Windies captain Shivnarine Chanderpaul was named Man-of-the-Match on the strength of his unbeaten 203 out of a total of 543 for five declared in his side’s only innings.

At 119 for three, an hour before lunch and given the manner of the dismissal, a decent crowd gathered at Bourda had reason to believe that the expected variable bounce and West Indian bowling discipline would get the better of the South Africans.

But Kallis remained rock solid, and with Herschelle Gibbs restraining his style, the pair made the match safe with a 139-run fourth-wicket stand that spanned just over four hours and was only ended when Gibbs lost concentration in the first of the final 15 overs.

Within one run of an 18th Test half-century, he offered no shot to a Ryan Hinds delivery that pitched outside the leg-stump and watched in bewilderment as the ball brushed his front pad before clipping his off-stump. Yet whatever disappointment the 31-year-old would have felt at missing out on the milestone would have been eased considerably by the fact that his innings of 207 deliveries with six fours was almost as important as Kallis’.

Mark Boucher, a joint top-scorer in the visitors’ first innings total of 188, did as was required in the final minutes before the match was called off.

For a West Indies side not given much hope at the start of the match last Thursday; the overall performance would also have been encouraging, leaving both teams upbeat before battle again in Trinidad today.

With former captain Brian Lara along with Chris Gayle and Ramnaresh Sarwan expected to return to the team for the Second Test in Port-of-Spain starting today, speculation was rife even at the close of play as to whether Chanderpaul would have been retained as skipper.

Try as he did in rotating his three frontline pacers and giving the part-time slow bowlers – including himself – a combined 71 overs during the course of the innings, Chanderpaul could not dislodge Kallis.

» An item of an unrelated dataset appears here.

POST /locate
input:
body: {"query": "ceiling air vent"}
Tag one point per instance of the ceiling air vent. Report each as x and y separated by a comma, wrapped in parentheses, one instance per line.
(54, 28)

When he reached 55, he became only the second South African after Gary Kirsten to compile 7,000 Test runs, and in glancing Reon King to long-leg for his 100th run, the 29-year-old right-hander equalled Kirsten’s record of 21 for the most Test centuries for his country.

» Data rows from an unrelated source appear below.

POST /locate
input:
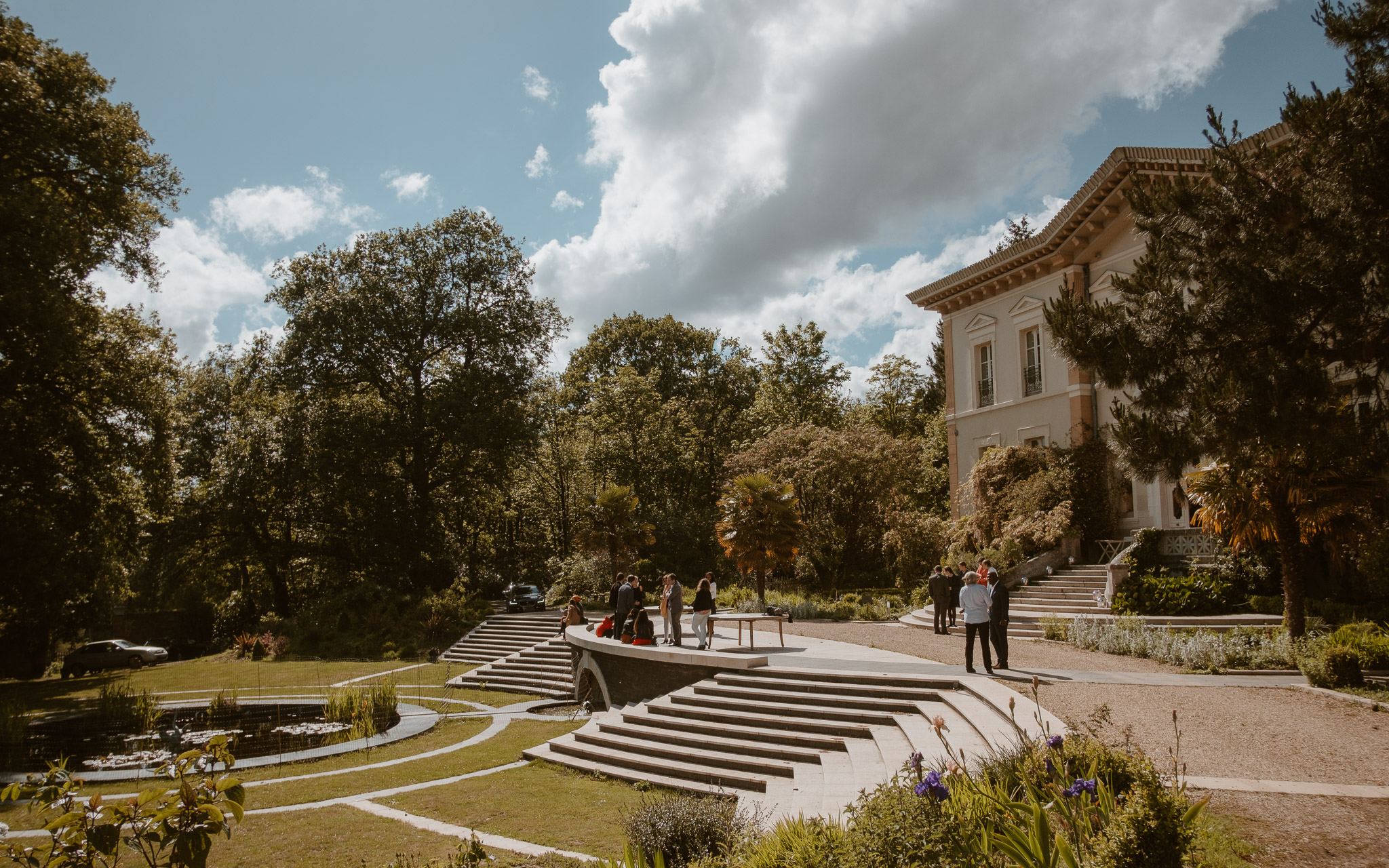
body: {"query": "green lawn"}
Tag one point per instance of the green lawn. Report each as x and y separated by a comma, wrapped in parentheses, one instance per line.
(542, 803)
(342, 837)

Resuming on the final morning in partnership with Jacques Rudolph, Kallis was a pillar of solidity throughout a day blessed with the best weather of the match. Yet he needed a slice of luck that, had it gone the other way, could have resulted in a different finish.

On 22, he edged Chanderpaul, but Courtney Browne could not get his gloves to it as it crashed into the wicketkeeper’s pads.

The Barbadian had earlier missed a difficult chance diving down the leg-side when Rudolph glanced a delivery from Darren Powell. The left-hander eventually fell lbw for 24 to Narsingh Deonarine.